Submitted by Thomas Baudewijn on January 15, 2016
Binding contract

In two remarkable judgments the Court of Cassation has ruled that courts can mitigate excessive non-compete clauses by only declaring the excessive part as void and null so the remaining part can survive. This breaks with the viewpoint that these clauses are a matter of all or nothing, meaning they are either valid in their entirety or they are not.

One of the big principles our economic law is based on is the freedom of competition that can be found in article II.3 of the economic code. This principle is so important it belongs to the public order and is considered to be one of the corner stones of the law.

That being said parties can still draft non-compete clauses, provided that they can be deemed to be reasonable. More in particular that means such clause should be sufficiently limited in its scope, its duration and territory. Failing this the clause will clash with the principle of freedom of competition and is sanctioned by nullity. This means the clause will be deemed to have never existed.
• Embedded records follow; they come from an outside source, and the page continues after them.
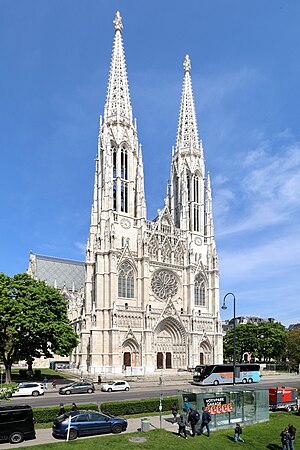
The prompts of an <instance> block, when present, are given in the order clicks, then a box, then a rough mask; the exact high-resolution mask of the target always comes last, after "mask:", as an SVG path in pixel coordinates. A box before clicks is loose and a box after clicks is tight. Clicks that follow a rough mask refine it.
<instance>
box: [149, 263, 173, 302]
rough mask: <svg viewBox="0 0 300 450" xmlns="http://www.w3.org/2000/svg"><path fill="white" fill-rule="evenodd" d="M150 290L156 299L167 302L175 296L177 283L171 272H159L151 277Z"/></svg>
mask: <svg viewBox="0 0 300 450" xmlns="http://www.w3.org/2000/svg"><path fill="white" fill-rule="evenodd" d="M151 288H152V291H153V292H154V294H155V295H156V296H157V297H158V298H160V299H161V300H167V299H168V298H169V297H174V295H176V294H177V291H178V282H177V279H176V277H175V275H174V274H173V273H172V272H169V271H167V270H159V271H157V272H155V274H154V275H153V277H152V281H151Z"/></svg>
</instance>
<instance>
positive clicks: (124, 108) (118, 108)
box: [104, 11, 132, 124]
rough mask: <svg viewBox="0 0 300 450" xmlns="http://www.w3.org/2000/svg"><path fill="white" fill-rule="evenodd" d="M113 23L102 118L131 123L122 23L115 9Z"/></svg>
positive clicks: (129, 101)
mask: <svg viewBox="0 0 300 450" xmlns="http://www.w3.org/2000/svg"><path fill="white" fill-rule="evenodd" d="M113 23H114V27H115V38H114V44H113V51H112V57H111V63H110V73H109V81H108V89H107V97H106V103H105V108H104V120H108V119H113V120H117V121H119V120H120V119H125V120H127V121H129V122H130V123H131V124H132V108H131V102H130V94H129V85H128V79H127V69H126V61H125V53H124V47H123V38H122V30H123V23H122V17H121V14H120V12H119V11H117V13H116V16H115V19H114V21H113Z"/></svg>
When drafting a contract that contain a non-compete clause, is was therefore important not to exaggerate with the severity. Indeed, a moderate but valid clause is worth more than a strict but void clause.

This now seems to be a thing of the past. In a first judgment of march 23, 2015 the Court of Cassation had to rule a verdict on the transfer of a business in which a non-compete clause was stipulated with a duration of 17 years and that was declared null and void by the Court of Appeal of Ghent.
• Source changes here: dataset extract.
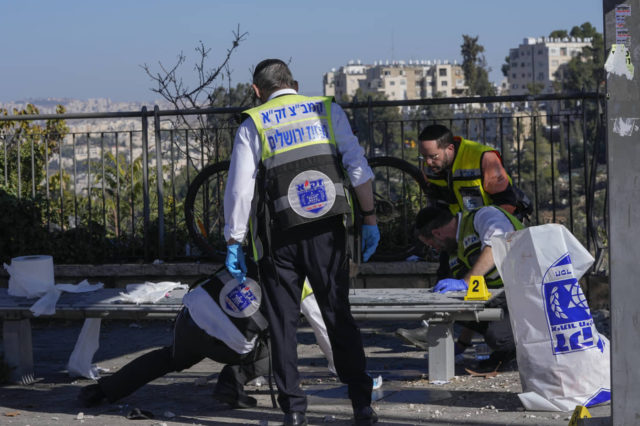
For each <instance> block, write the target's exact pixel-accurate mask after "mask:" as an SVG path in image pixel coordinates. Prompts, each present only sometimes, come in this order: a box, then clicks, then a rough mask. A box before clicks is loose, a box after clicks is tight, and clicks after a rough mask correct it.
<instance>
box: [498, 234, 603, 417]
mask: <svg viewBox="0 0 640 426" xmlns="http://www.w3.org/2000/svg"><path fill="white" fill-rule="evenodd" d="M492 248H493V257H494V260H495V263H496V266H497V268H498V271H499V272H500V276H501V277H502V281H503V282H504V286H505V292H506V296H507V305H508V306H509V312H510V313H511V315H510V316H509V317H510V319H511V327H512V328H513V333H514V337H515V342H516V353H517V358H518V369H519V372H520V380H521V382H522V388H523V391H524V392H523V393H522V394H520V395H519V397H520V400H521V402H522V403H523V405H524V406H525V408H526V409H528V410H544V411H571V410H573V409H574V408H575V406H576V405H583V406H586V407H589V406H591V405H595V404H598V403H602V402H607V401H610V400H611V379H610V367H609V366H610V360H609V341H608V340H607V338H606V337H604V336H601V335H600V334H599V333H598V331H597V330H596V328H595V325H594V322H593V318H592V317H591V312H590V310H589V307H588V305H587V301H586V299H585V297H584V294H583V293H582V289H581V288H580V284H579V283H578V280H579V279H580V277H582V275H583V274H584V273H585V272H586V270H587V269H588V268H589V267H590V266H591V264H592V263H593V257H592V256H591V254H589V252H588V251H587V250H586V249H585V248H584V247H583V246H582V245H581V244H580V242H579V241H578V240H577V239H576V238H575V237H574V236H573V235H572V234H571V232H569V230H567V229H566V228H565V227H564V226H562V225H558V224H547V225H540V226H533V227H530V228H526V229H523V230H521V231H516V232H510V233H507V234H504V235H500V236H497V237H494V238H493V239H492Z"/></svg>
The Court of Cassation however found that the nullity in its entirety was not correct. The agreement also contained a severability clause on the grounds of which a void clause should severed from the agreement that remains in full effect. This prevents the nullity of a clause to “infect” the rest of the contract. According to the Court this means that the clause was only void for the duration that was excessive. Therefore the sanction isn’t really the full nullity but rather a mitigation of the clause.

A couple of months later a second verdict followed on June 25, 2015 in which the Court of Cassation confirmed this point of view and even went a step further. It ruled that even in the absence of a severability clause the courts can mitigate non-compete clauses by nullifying the part that is excessive.
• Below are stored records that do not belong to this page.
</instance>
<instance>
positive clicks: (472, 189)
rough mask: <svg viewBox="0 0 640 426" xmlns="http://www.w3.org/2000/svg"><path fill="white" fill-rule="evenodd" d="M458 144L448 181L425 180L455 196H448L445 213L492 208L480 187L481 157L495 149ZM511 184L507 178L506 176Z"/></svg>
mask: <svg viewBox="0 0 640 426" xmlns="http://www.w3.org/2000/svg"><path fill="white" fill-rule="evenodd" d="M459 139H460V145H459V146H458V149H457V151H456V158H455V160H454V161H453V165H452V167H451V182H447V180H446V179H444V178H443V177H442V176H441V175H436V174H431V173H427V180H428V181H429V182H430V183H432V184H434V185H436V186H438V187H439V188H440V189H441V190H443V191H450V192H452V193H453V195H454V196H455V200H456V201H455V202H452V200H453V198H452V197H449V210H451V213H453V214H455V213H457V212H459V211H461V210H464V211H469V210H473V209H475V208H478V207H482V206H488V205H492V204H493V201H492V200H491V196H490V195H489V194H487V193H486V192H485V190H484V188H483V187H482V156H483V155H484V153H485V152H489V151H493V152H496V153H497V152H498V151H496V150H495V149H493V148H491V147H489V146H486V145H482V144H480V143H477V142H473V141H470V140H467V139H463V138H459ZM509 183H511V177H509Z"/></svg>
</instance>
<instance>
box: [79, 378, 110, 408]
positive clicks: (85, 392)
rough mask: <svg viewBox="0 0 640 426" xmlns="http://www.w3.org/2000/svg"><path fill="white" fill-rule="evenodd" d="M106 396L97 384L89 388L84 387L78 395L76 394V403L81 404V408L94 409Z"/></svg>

In practice this means legal practitioners will have to be a lot less cautious when drafting non-compete clauses. Moreover, this point of view seems to encourage the drafting of excessive clauses, since the courts will only be allowed to mitigate the excessive part and thus there’s nothing to lose. It remains to be seen how this could be beneficial.

It seems this theory could also be applied to other types of clauses, despite the fact that, strictly speaking, the law only provides the right to mitigate penalty clauses. At the same time that law was merely legalizing a common practice. It remains to be seems if the same will happen with non-compete clauses of whether the legislator will prevent this from happening.